Dépendance aux écrans : qui et pourquoi ?
« Internet amène tous les plaisirs que l’on peut souhaiter : sexe, rencontres amoureuses, jeux d’argent… Il y a tout ce qu’il faut pour accrocher » observe l’addictologue.
Les addicts à internet peuvent être regroupés en 5 catégories selon Young :
- _La dépendance à la cyber-sexualité ;
- _La dépendance à l’aspect interactif d’Internet (relations interpersonnelles majoritairement en ligne) ;
- _La dépendance à caractère monétaire (spéculation boursière…) ;
- _La dépendance à l’information ;
- _Et enfin la dépendance à l’ordinateur, aux jeux en ligne.
La connexion est un moyen de réaliser une autre addiction comportementale. « L’addiction aux écrans professionnels est reliée elle au phénomène du workaholism, l’envahissement par le travail. L’écran est juste le média, un parfait outil pour ne jamais décrocher du travail » indique le Pr Reynaud.
En France, la dépendance à internet est estimée entre 1 et 2%1. Des premières estimations datant de 2011 ont révélé que 3 à 5% des adolescents français seraient concernés par une addiction à internet². Aux États-Unis, ce taux de dépendance serait de 6%3 et en Chine, de 10%3. « En consultation d’addictologie, nous voyons surtout des gens de tous âges addicts à des sites de rencontre, des sites pornographiques, des jeux d’argent en ligne et des jeunes addicts aux jeux vidéo en ligne » précise le Pr Reynaud.
Bien dans son corps, bien dans sa tête !
Face à un problème d’addiction, le mieux est de se rendre dans une consultation d’addictologie spécialisée. L’addiction aux écrans fait l’objet du même traitement que les addictions reconnues médicalement, à savoir une psychothérapie comportementale.
Les bases de la thérapie ? Apprendre à analyser son comportement, minimiser les avantages, aider à trouver d’autres plaisirs, mais aussi travailler sur le « pourquoi » de ce comportement compulsif.
« Le contexte est très stimulant, nous aidons le patient à identifier quand ce comportement apparaît » explique l’addictologue. L’addiction étant une façon de gérer le stress, la thérapie s’intéresse aussi à l’état émotionnel en plus de faire un travail sur la consommation et le contexte de consommation. Cette psychothérapie permet de donner à la personne souffrant d’une addiction des stratégies pour gérer le stress et les relations avec autrui.

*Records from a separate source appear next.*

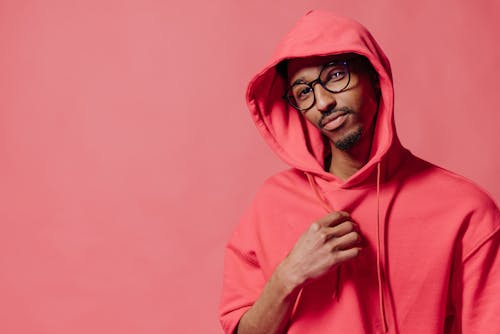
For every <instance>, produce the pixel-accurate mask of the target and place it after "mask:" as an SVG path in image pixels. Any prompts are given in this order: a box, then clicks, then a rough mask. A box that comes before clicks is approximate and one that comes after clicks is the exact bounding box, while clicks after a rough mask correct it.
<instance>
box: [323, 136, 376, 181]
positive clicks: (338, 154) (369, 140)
mask: <svg viewBox="0 0 500 334" xmlns="http://www.w3.org/2000/svg"><path fill="white" fill-rule="evenodd" d="M370 148H371V138H369V137H368V138H367V137H364V138H363V137H362V138H361V140H360V141H359V142H358V143H357V144H356V146H355V147H353V148H352V149H350V150H349V151H342V150H339V149H338V148H336V147H335V145H334V144H333V143H332V142H331V141H330V149H331V152H332V161H331V163H330V169H329V172H330V173H332V174H333V175H335V176H337V177H339V178H340V179H341V180H343V181H345V180H347V179H348V178H350V177H351V176H352V175H354V174H355V173H356V172H357V171H359V170H360V169H361V168H362V167H363V166H364V165H365V164H366V163H367V162H368V159H369V157H370Z"/></svg>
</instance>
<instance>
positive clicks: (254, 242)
mask: <svg viewBox="0 0 500 334" xmlns="http://www.w3.org/2000/svg"><path fill="white" fill-rule="evenodd" d="M256 219H257V214H256V213H255V210H253V208H250V210H248V211H247V213H246V214H245V215H244V217H243V220H242V222H241V223H240V224H239V225H238V226H237V228H236V230H235V231H234V233H233V235H232V237H231V239H230V241H229V243H228V245H227V247H226V252H225V258H224V278H223V288H222V297H221V303H220V307H219V317H220V322H221V325H222V328H223V330H224V333H227V334H229V333H233V332H234V330H235V329H236V327H237V325H238V322H239V321H240V319H241V317H242V316H243V314H244V313H245V312H246V311H247V310H248V309H249V308H250V307H252V305H253V303H254V302H255V301H256V300H257V298H258V297H259V295H260V293H261V291H262V289H263V288H264V285H265V283H266V281H265V278H264V274H263V272H262V269H261V266H260V264H259V261H258V259H257V255H256V247H257V246H258V242H257V237H256V232H255V223H256Z"/></svg>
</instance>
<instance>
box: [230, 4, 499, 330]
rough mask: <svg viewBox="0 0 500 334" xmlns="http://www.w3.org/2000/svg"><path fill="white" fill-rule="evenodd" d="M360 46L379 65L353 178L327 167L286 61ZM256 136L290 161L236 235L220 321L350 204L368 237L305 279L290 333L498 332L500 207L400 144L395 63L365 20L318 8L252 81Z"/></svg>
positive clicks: (265, 281) (467, 184)
mask: <svg viewBox="0 0 500 334" xmlns="http://www.w3.org/2000/svg"><path fill="white" fill-rule="evenodd" d="M344 53H356V54H359V55H362V56H365V57H366V58H367V59H368V60H369V61H370V62H371V64H372V65H373V67H374V68H375V70H376V71H377V72H378V74H379V80H380V87H381V95H382V96H381V99H380V104H379V111H378V118H377V124H376V128H375V131H374V137H373V141H372V150H371V156H370V158H369V161H368V163H367V164H366V165H365V166H364V167H363V168H361V169H360V170H359V171H358V172H357V173H356V174H354V175H353V176H352V177H350V178H349V179H348V180H346V181H342V180H340V179H339V178H337V177H335V175H332V174H330V173H328V172H326V171H324V169H323V163H324V149H325V147H324V144H323V140H322V138H321V135H320V133H319V131H318V130H317V129H316V128H315V127H314V126H313V125H311V124H309V123H308V122H307V121H305V120H304V119H303V117H302V116H301V115H300V113H298V112H297V111H295V110H294V109H292V108H291V107H289V106H288V105H287V104H286V102H285V101H284V100H283V99H282V98H281V96H283V93H284V91H285V87H286V85H287V84H286V83H285V82H284V80H283V78H282V77H281V76H280V75H279V74H278V73H277V72H276V68H275V66H276V65H277V64H278V63H279V62H280V61H282V60H284V59H290V58H303V57H310V56H324V55H334V54H344ZM247 103H248V106H249V109H250V112H251V115H252V117H253V120H254V121H255V124H256V126H257V128H258V129H259V131H260V133H261V134H262V136H263V137H264V139H265V140H266V141H267V143H268V144H269V145H270V146H271V148H272V149H273V150H274V152H275V153H276V154H277V155H278V156H279V157H281V158H282V159H283V160H284V161H285V162H287V163H288V164H289V165H290V166H291V167H292V168H291V169H289V170H287V171H284V172H282V173H279V174H277V175H275V176H273V177H271V178H270V179H269V180H267V181H266V183H265V184H264V185H263V187H262V188H261V189H260V191H259V192H258V194H257V196H256V198H255V200H254V202H253V204H252V205H251V207H250V208H249V209H248V210H247V212H246V214H245V215H244V217H243V219H242V221H241V223H240V224H239V225H238V226H237V227H236V230H235V232H234V234H233V236H232V237H231V240H230V241H229V244H228V246H227V251H226V257H225V271H224V287H223V291H222V300H221V305H220V320H221V324H222V327H223V329H224V331H225V332H226V333H232V332H233V331H234V329H235V328H236V326H237V324H238V321H239V319H240V318H241V316H242V315H243V314H244V313H245V312H246V311H247V310H248V309H249V308H250V307H251V306H252V305H253V303H254V302H255V301H256V299H257V298H258V297H259V294H260V292H261V291H262V289H263V287H264V285H265V283H266V282H267V280H268V279H269V277H270V276H271V274H272V273H273V271H274V269H275V268H276V267H277V265H278V264H279V263H280V262H281V261H282V260H283V259H284V258H285V256H286V255H287V254H288V252H289V251H290V250H291V248H292V246H293V245H294V244H295V242H296V240H297V239H298V237H299V236H300V235H301V234H302V233H303V232H304V231H305V230H306V229H307V228H308V227H309V225H310V224H311V223H312V222H314V221H315V220H317V219H318V218H320V217H322V216H324V215H325V214H326V213H328V212H330V211H333V210H343V211H347V212H349V213H350V214H351V217H352V218H353V220H354V221H356V222H357V223H358V224H359V226H360V231H361V233H362V235H363V238H364V240H365V243H366V246H365V248H364V250H363V252H362V253H361V255H360V256H359V257H358V258H356V259H354V260H352V261H349V262H346V263H343V264H342V265H341V266H340V269H339V270H337V271H335V272H333V273H331V274H327V275H326V276H323V277H322V278H320V279H318V280H316V281H314V282H312V283H310V284H308V285H306V286H305V287H304V288H303V290H302V292H301V294H300V295H299V297H298V300H297V301H296V305H295V308H294V311H293V313H292V316H291V319H290V323H289V327H288V333H378V332H390V333H461V332H464V333H500V257H499V256H498V246H499V240H500V233H499V230H500V213H499V210H498V208H497V206H496V205H495V203H494V202H493V201H492V200H491V199H490V198H489V197H488V196H487V195H486V194H485V193H484V192H482V191H481V190H480V189H478V188H477V187H476V186H475V185H473V184H472V183H470V182H469V181H467V180H466V179H464V178H462V177H460V176H457V175H455V174H453V173H451V172H448V171H446V170H444V169H442V168H439V167H436V166H434V165H432V164H430V163H428V162H426V161H423V160H421V159H419V158H417V157H415V156H414V155H412V154H411V153H410V152H409V151H408V150H406V149H404V148H403V147H402V146H401V144H400V142H399V140H398V138H397V135H396V131H395V127H394V118H393V83H392V75H391V69H390V64H389V61H388V60H387V58H386V56H385V55H384V53H383V52H382V50H381V49H380V47H379V46H378V44H377V43H376V41H375V40H374V39H373V37H372V36H371V35H370V33H369V32H368V31H367V30H366V29H365V28H364V27H363V26H361V25H360V24H359V23H357V22H355V21H352V20H349V19H346V18H341V17H337V16H334V15H332V14H330V13H327V12H321V11H313V12H310V13H308V14H307V15H306V16H305V17H303V18H302V19H301V20H300V21H299V22H298V24H297V25H296V27H295V28H294V29H293V30H292V31H291V32H290V33H289V34H288V35H287V36H286V37H285V38H284V40H283V41H282V43H281V44H280V45H279V47H278V49H277V52H276V53H275V55H274V56H273V57H272V60H271V62H270V63H269V65H268V66H266V67H265V68H264V69H263V70H262V71H261V72H259V73H258V74H257V75H256V76H255V77H254V78H253V80H252V81H251V82H250V84H249V87H248V91H247Z"/></svg>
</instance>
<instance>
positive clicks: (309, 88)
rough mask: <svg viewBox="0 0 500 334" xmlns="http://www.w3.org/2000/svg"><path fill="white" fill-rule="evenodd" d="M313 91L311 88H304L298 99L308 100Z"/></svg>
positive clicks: (298, 94)
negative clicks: (306, 97) (311, 93)
mask: <svg viewBox="0 0 500 334" xmlns="http://www.w3.org/2000/svg"><path fill="white" fill-rule="evenodd" d="M311 91H312V89H311V87H309V86H306V87H304V88H302V89H301V90H300V91H299V94H298V96H297V97H298V98H299V99H303V98H306V97H307V96H308V95H309V94H310V93H311Z"/></svg>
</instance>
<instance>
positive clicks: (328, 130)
mask: <svg viewBox="0 0 500 334" xmlns="http://www.w3.org/2000/svg"><path fill="white" fill-rule="evenodd" d="M348 116H349V113H348V112H346V111H341V112H338V113H333V114H331V115H329V116H327V117H325V118H324V119H322V120H321V122H320V126H319V127H320V128H321V129H322V130H326V131H334V130H336V129H338V128H340V127H341V126H342V125H344V123H345V121H346V120H347V117H348Z"/></svg>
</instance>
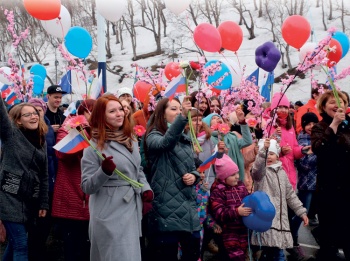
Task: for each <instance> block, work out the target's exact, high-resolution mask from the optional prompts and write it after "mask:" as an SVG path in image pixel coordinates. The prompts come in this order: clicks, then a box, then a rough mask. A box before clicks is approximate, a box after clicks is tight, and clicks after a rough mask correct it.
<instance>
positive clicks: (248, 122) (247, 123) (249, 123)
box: [245, 118, 258, 128]
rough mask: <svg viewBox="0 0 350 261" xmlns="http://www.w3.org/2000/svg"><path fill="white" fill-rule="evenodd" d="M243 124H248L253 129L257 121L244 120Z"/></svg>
mask: <svg viewBox="0 0 350 261" xmlns="http://www.w3.org/2000/svg"><path fill="white" fill-rule="evenodd" d="M245 122H246V123H247V124H248V126H249V127H251V128H255V127H256V125H257V124H258V121H257V120H256V119H255V118H249V119H246V120H245Z"/></svg>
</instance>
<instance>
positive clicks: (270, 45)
mask: <svg viewBox="0 0 350 261" xmlns="http://www.w3.org/2000/svg"><path fill="white" fill-rule="evenodd" d="M280 59H281V53H280V51H279V50H278V49H277V47H276V46H275V45H274V44H273V43H272V42H266V43H264V44H263V45H260V46H259V47H258V48H256V50H255V63H256V64H257V65H258V66H259V67H260V68H261V69H263V70H265V71H267V72H272V71H273V70H274V69H275V68H276V66H277V63H278V62H279V60H280Z"/></svg>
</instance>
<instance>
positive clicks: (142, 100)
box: [133, 80, 152, 102]
mask: <svg viewBox="0 0 350 261" xmlns="http://www.w3.org/2000/svg"><path fill="white" fill-rule="evenodd" d="M151 88H152V84H150V83H148V82H145V81H141V80H139V81H137V82H136V83H135V84H134V88H133V93H134V96H135V98H136V99H138V100H139V101H140V102H144V101H145V99H146V97H147V96H148V95H149V92H150V89H151Z"/></svg>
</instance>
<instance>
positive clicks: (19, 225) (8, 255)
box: [2, 221, 28, 261]
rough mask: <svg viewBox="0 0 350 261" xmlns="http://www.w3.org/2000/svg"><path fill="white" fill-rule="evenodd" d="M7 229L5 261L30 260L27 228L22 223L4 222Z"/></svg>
mask: <svg viewBox="0 0 350 261" xmlns="http://www.w3.org/2000/svg"><path fill="white" fill-rule="evenodd" d="M3 224H4V226H5V229H6V236H7V241H8V243H7V246H6V250H5V253H4V256H3V259H2V260H3V261H12V260H16V261H27V260H28V237H27V228H26V226H25V225H24V224H22V223H14V222H8V221H3Z"/></svg>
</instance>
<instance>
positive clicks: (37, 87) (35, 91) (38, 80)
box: [33, 75, 45, 95]
mask: <svg viewBox="0 0 350 261" xmlns="http://www.w3.org/2000/svg"><path fill="white" fill-rule="evenodd" d="M33 82H34V84H33V93H34V94H36V95H39V94H41V93H42V92H43V89H44V85H45V84H44V80H43V78H41V77H40V76H38V75H34V76H33Z"/></svg>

« Dans les centres spécialisés, nous pouvons en plus prescrire des médicaments utilisés dans le cadre d’autres addictions » ajoute le Pr Reynaud. L’objectif n’est pas d’arriver à l’abstinence mais à un usage contrôlé. La psychothérapie s’assortit d’un travail avec la famille, le conjoint, « celui-ci devant être plus soutenant que stressant » souligne le médecin.